Now, adding the girls is not the same how you add other fish like 2 to 3 at a time. You have to add the girls all within the same time, if not, you would most definitely have to rearrange your tank every time. Now, the technique that I am about to tell you was picked up a long time ago from another forum and has seemed to have worked for me. You start with your most passive girl, put her in the tank and give her 15 or 20 minutes to nose around and check things out. Then you add the next least aggressive female and watch them closely, always being ready to pull one out immediately if things get too rough. A small amount of fin nipping and body slamming is to be expected, but if you see one aggressively attacking another then it is time to make other arrangements for one of them. Continue to add your females, one every 15 to 20 minutes in the order of most passive to most aggressive with your most aggressive girl going in last (This technique credit goes to Eudie from UB.com).

Watch the tank carefully the next week or two. At first, the females will be chasing an nipping each other, but it shouldn't be too bad. Eventually, again, they will most likely form a pecking within the group.

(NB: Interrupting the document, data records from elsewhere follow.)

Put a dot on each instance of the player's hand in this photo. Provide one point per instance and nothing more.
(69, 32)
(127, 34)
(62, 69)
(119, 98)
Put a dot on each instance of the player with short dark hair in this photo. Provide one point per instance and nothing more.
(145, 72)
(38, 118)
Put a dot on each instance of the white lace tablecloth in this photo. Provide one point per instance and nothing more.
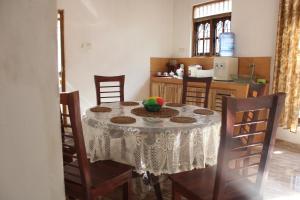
(160, 147)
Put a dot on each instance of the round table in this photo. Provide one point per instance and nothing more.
(158, 146)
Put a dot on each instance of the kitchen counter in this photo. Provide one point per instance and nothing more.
(240, 88)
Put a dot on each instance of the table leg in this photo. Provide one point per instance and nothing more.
(154, 181)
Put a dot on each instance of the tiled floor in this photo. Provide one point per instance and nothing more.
(283, 181)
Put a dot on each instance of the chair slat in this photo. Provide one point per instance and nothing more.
(247, 146)
(110, 86)
(107, 79)
(249, 134)
(251, 122)
(187, 88)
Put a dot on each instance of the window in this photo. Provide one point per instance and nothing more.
(209, 21)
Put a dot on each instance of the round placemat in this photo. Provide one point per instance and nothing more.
(123, 120)
(163, 113)
(129, 103)
(100, 109)
(203, 112)
(183, 119)
(175, 105)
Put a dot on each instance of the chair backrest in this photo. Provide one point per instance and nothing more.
(192, 93)
(109, 88)
(231, 178)
(72, 138)
(256, 89)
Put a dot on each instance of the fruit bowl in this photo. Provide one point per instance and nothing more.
(153, 104)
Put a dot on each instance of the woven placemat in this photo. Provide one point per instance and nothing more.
(129, 103)
(163, 113)
(123, 120)
(100, 109)
(203, 112)
(176, 105)
(183, 119)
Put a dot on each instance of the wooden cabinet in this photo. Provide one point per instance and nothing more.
(171, 91)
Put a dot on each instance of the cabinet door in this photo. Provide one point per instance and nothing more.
(173, 93)
(157, 89)
(216, 98)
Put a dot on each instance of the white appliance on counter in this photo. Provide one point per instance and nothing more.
(224, 68)
(197, 71)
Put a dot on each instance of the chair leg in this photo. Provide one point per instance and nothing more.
(175, 194)
(127, 190)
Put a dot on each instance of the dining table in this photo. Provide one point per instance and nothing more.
(155, 144)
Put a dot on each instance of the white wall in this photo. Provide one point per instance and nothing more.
(113, 37)
(253, 21)
(30, 146)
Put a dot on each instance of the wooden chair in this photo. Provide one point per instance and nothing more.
(255, 90)
(111, 92)
(194, 94)
(85, 180)
(226, 181)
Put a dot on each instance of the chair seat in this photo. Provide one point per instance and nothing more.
(102, 172)
(199, 184)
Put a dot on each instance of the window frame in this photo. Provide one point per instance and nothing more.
(213, 20)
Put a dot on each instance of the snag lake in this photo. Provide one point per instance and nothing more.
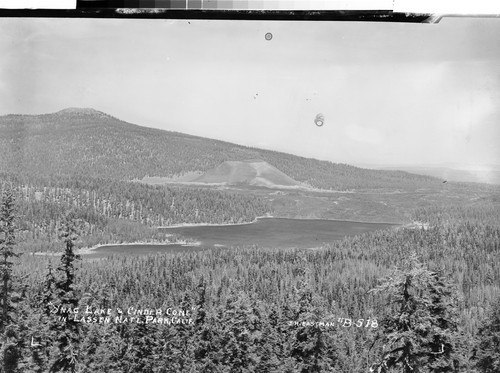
(265, 233)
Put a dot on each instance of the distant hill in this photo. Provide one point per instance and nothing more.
(486, 174)
(91, 143)
(251, 172)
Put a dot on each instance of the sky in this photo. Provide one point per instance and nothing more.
(390, 93)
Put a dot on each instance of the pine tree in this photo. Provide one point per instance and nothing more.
(9, 298)
(66, 328)
(421, 333)
(309, 348)
(487, 351)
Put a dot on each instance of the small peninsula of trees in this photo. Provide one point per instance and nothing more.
(337, 309)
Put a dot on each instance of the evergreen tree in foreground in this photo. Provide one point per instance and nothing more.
(65, 328)
(9, 298)
(487, 352)
(421, 332)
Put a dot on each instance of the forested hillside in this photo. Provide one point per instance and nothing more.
(283, 310)
(115, 211)
(91, 143)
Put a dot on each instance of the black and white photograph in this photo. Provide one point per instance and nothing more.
(228, 195)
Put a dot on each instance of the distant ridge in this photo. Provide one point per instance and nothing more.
(87, 142)
(254, 172)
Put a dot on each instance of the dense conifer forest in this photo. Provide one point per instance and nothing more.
(414, 298)
(421, 298)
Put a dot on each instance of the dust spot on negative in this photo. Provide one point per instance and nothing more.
(319, 120)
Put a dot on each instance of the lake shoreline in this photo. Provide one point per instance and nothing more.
(187, 225)
(92, 249)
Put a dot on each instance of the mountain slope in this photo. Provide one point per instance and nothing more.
(89, 142)
(252, 172)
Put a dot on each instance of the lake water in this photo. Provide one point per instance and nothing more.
(265, 233)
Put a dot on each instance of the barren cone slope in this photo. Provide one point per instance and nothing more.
(252, 172)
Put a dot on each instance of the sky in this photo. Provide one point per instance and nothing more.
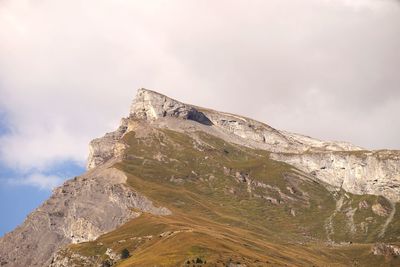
(69, 71)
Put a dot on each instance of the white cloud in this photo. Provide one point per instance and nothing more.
(69, 69)
(43, 182)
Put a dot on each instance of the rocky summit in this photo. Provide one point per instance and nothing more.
(181, 185)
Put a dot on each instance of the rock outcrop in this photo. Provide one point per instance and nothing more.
(80, 210)
(99, 201)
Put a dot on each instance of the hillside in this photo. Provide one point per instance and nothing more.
(180, 185)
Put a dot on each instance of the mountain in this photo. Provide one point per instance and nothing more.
(181, 185)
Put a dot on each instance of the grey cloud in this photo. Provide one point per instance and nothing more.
(69, 69)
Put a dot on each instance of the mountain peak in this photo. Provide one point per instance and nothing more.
(151, 105)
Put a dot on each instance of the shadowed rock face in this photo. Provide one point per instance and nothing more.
(150, 105)
(100, 201)
(339, 164)
(80, 210)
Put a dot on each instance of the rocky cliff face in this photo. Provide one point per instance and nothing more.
(80, 210)
(100, 201)
(339, 164)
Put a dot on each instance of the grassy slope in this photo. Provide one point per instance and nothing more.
(221, 220)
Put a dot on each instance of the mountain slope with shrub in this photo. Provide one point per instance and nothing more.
(179, 185)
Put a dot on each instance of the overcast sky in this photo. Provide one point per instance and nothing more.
(69, 70)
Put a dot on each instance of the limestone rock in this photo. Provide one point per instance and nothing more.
(80, 210)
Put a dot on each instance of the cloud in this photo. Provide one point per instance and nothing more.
(43, 182)
(69, 69)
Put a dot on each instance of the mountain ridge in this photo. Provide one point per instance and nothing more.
(170, 162)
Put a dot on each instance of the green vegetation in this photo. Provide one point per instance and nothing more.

Make sure not to overstock the tank either, 6 is the max female bettas, 4 is the minimum (but I would really recommend that 6 is the minimum as well). Bettas, unlike other fish, seem to like it overcrowd with other female betta. If you decide to add more fish, besides bettas, I would recommend that you get a bigger tank and compatible tanks-mates.


So yeah, that pretty much covers all the basics to keeping a female betta sorority. Oh and one more thing, always have a back-up plan in case Anything goes wrong.

If I am missing anything please tell me and I will add it!!

Thanks


----------



## guppygirl2000

This is great,
I have always liked to breed more,
but this sounds like a good Idea too!


----------



## lmb

You should try it, it's worth it and more bettas (Female) too


----------



## Betta man

This thread should be stickied.


----------



## lmb

It's the mod's choice  I'll ask though!


----------



## Betta man

It definitely deserves stickying. Good post. It'll be their loss if they choose not to.


----------